The 6th Sense is Actually Proprioception


Recently the movie Glass hit theaters and while I personally do not watch M. Night Shyamalan movies because, with the possible exception of The Sixth Sense, they are not — you know — good, I did for a brief moment, when I heard that there was film called “Glass”, entertain the charming and wistful notion that it might be a documentary about the history of glass.

Boil me up some fake movie theater butter because THAT is something I would pay to go see!

I can already hear you shouting, “Now wait just one minute sir, Signs was a damn good movie!”

But here’s the thing: No. No it was not.

As I recall, there is a scene in that movie when Joaquin Phoenix beats an alien to death with a baseball bat. That’s dumb.
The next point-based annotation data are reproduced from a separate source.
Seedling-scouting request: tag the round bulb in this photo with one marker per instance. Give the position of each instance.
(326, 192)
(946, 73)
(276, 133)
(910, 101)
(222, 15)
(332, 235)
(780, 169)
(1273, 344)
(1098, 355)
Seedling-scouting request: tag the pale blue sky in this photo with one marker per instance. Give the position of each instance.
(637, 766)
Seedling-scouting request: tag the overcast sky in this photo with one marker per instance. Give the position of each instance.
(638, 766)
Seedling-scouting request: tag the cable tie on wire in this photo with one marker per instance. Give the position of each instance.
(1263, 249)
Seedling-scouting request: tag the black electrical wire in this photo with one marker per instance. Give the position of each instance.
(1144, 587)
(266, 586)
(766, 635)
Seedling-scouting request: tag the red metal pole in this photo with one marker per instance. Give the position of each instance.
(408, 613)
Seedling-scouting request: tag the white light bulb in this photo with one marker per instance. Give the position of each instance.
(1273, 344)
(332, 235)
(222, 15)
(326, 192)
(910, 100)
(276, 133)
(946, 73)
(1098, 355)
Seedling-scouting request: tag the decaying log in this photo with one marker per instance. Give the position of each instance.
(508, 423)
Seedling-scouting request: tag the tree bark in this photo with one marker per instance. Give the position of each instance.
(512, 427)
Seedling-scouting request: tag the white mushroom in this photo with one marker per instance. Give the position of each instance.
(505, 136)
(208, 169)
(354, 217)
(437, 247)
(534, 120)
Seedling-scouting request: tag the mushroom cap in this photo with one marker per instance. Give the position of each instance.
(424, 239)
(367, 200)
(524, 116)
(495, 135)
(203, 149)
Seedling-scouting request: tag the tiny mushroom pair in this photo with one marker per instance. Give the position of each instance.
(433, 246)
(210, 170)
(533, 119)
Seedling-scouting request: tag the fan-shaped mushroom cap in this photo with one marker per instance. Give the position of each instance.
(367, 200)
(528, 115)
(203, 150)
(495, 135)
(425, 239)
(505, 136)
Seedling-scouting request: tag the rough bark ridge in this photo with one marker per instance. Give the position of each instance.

Also, if I recall correctly, that scene is shot in such a way that you only see the beating of the alien with a baseball bat in the reflection on a TV. You know why it is shot that way??? Because the premise of the scene is dumb. And the movie KNOWS IT! That is why it is shot that way. It’s like that scene in the second Matrix movie when Laurence Fishburne is fighting somebody on the top of a moving semi truck and for some reason he does a handstand on the edge of the trailer in the middle of the fight and the logical next shot would be a wide shot so the audience can see what is happening, but instead they go to a super tight shot on his face because everyone involved with the making of that movie understood that the premise of the entire moment was so unbelievably stupid that is was basically insulting to the audience.

Anyway.

Glass has a fascinating history and while I am not going to even attempt to explicate here all of the ways in which you should find it interesting, I will just share this one nugget of ensorcelling glass-related information:

Beginning in the 13th Century, the water-treading, lagoon-locked city-state of Venice (in what is now the nation of Italy) sequestered all of its glass production and its glass makers and their families on the island of Murano, about a mile outside of the city. This was done to prevent the spread of the technology of glass blowing. Much like gunpowder, silk, and pasta (which is Chinese), glass production was once a closely guarded secret. Glass makers were not allowed to leave the island without permission from the government and if they did, they could be killed.

It’s like if the Manhattan Project was taking place on Ellis Island so New York City could keep a watchful eye over it.

Are you telling me that you would not be interested in watching a documentary about that? Because I sure as hell would. See? Glass is interesting! And I have not even told you yet about Depression Glass! But I will save that for another time.